PBS Has Partnered With BBC Since The 1970s!

I attempted to watch a PBS program called BBC News: The Context. It was 30 minutes of news that had nothing to do with the United States. The first 25 minutes focused on the UK’s “asylum reform” debate, and the final few minutes covered a former Bangladeshi leader. This is what’s airing on PBS — the Public Broadcasting Service — which was sustained by taxpayer dollars for decades until federal support began winding down in 2025.

PBS has aired BBC programming since the 1970s, starting with British dramas and news shows. Over time, the partnership grew so much that many nights PBS looks like a BBC relay station. Classic BBC dramas, documentaries, and news segments fill its schedule. Since 2017,  The Context — a political program produced in London for a British audience — is being broadcast directly into American homes. PBS was created to serve American communities, yet it devotes valuable public airwaves to the BBC, a foreign network.

There are several reasons Americans should object to a British state-funded broadcaster shaping the news on PBS. PBS isn’t just airing The Context — it also fills its lineup with BBC dramas, BBC documentaries, BBC history specials, and BBC current-affairs programs that have nothing to do with American life. Rather than focusing on American issues, PBS is airing long segments on UK politics and Bangladesh, broadcasting from London with foreign hosts instead of relying on Americans.

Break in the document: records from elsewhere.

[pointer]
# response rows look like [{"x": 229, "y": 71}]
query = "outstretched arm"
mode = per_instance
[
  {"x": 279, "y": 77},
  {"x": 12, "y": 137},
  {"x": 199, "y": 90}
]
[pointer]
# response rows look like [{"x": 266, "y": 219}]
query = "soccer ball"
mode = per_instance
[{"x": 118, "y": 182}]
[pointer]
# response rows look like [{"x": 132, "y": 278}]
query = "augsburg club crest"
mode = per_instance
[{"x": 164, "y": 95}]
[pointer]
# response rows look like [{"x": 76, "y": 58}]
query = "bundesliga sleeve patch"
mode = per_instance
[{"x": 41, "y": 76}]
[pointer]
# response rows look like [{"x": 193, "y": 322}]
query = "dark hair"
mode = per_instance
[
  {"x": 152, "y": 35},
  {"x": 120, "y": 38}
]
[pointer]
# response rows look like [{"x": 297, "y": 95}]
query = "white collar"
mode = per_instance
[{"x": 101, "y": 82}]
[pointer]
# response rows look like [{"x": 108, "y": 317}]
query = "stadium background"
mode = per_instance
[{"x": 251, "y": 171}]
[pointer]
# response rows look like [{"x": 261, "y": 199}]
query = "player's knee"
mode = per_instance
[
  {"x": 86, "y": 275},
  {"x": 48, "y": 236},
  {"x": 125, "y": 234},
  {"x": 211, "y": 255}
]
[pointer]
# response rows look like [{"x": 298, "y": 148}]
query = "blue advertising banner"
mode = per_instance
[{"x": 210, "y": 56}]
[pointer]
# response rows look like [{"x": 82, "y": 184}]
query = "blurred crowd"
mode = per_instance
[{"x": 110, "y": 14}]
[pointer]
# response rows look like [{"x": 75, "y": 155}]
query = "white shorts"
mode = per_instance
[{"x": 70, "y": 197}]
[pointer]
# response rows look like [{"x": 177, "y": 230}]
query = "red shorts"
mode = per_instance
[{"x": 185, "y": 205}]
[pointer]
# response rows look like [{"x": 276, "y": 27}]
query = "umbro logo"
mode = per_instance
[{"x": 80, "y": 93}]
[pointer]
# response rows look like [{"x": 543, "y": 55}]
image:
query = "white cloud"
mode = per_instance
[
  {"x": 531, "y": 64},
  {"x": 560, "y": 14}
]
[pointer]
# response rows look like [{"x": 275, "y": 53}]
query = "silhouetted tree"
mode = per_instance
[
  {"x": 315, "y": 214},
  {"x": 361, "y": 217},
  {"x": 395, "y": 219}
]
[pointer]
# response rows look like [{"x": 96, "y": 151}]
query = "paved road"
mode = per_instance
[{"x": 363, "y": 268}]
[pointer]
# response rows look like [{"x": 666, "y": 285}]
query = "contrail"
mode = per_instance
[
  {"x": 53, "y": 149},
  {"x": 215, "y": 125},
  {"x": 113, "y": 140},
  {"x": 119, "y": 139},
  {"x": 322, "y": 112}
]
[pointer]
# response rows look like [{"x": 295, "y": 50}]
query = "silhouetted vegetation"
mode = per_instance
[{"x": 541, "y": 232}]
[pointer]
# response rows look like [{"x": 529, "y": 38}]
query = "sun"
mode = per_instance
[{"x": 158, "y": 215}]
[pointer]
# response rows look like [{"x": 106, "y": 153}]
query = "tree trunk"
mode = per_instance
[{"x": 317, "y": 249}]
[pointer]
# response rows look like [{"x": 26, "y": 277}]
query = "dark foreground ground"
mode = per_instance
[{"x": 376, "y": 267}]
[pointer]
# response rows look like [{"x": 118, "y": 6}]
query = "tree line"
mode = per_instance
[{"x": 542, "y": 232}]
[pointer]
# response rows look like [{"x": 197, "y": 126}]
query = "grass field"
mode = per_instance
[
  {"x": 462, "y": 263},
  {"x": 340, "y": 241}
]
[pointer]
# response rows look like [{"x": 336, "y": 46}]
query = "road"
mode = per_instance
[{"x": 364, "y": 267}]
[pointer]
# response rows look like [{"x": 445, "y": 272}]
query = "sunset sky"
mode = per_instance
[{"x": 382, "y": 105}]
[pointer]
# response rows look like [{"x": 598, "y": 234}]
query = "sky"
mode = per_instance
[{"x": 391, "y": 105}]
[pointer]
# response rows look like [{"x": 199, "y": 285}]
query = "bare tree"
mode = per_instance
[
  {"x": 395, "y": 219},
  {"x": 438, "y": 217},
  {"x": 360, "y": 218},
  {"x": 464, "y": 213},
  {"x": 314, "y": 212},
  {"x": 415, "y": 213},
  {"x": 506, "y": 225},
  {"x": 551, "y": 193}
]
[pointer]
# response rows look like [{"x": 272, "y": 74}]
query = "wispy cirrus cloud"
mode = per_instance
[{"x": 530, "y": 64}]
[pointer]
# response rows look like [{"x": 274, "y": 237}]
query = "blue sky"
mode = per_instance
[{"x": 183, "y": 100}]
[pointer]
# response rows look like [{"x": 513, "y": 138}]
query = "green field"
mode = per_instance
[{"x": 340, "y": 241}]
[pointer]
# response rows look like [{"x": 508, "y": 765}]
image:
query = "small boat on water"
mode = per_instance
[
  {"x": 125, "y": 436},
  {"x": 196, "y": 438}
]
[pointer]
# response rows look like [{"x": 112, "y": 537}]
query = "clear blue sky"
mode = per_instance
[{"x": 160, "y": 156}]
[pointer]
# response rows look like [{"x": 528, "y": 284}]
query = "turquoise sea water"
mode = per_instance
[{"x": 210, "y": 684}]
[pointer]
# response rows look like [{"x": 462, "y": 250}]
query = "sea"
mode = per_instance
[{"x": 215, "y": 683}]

American public television should not act as a platform for another country’s news, entertainment, and cultural programming. If PBS is supposed to be “public broadcasting” for the United States, then the shows it carries should be American-made and American-focused — not imported from a foreign government-funded network. And PBS’s main interview host, Christiane Amanpour, is a British-Iranian citizen who broadcasts from London for most of the year — yet she is presented to Americans as the face of their public television news.

PBS has long been funded by Americans and was intended to highlight American-made journalism and American programming, not foreign productions, foreign perspectives, or foreign hosts.

In a media environment where Americans struggle to find honest, relevant reporting about their own cities, states, and country, PBS shouldn’t be outsourcing the job to the BBC or producing content with foreign hosts in London. Public news in America should serve American communities, American stories, and American priorities — not operate as an arm of another nation’s public propaganda.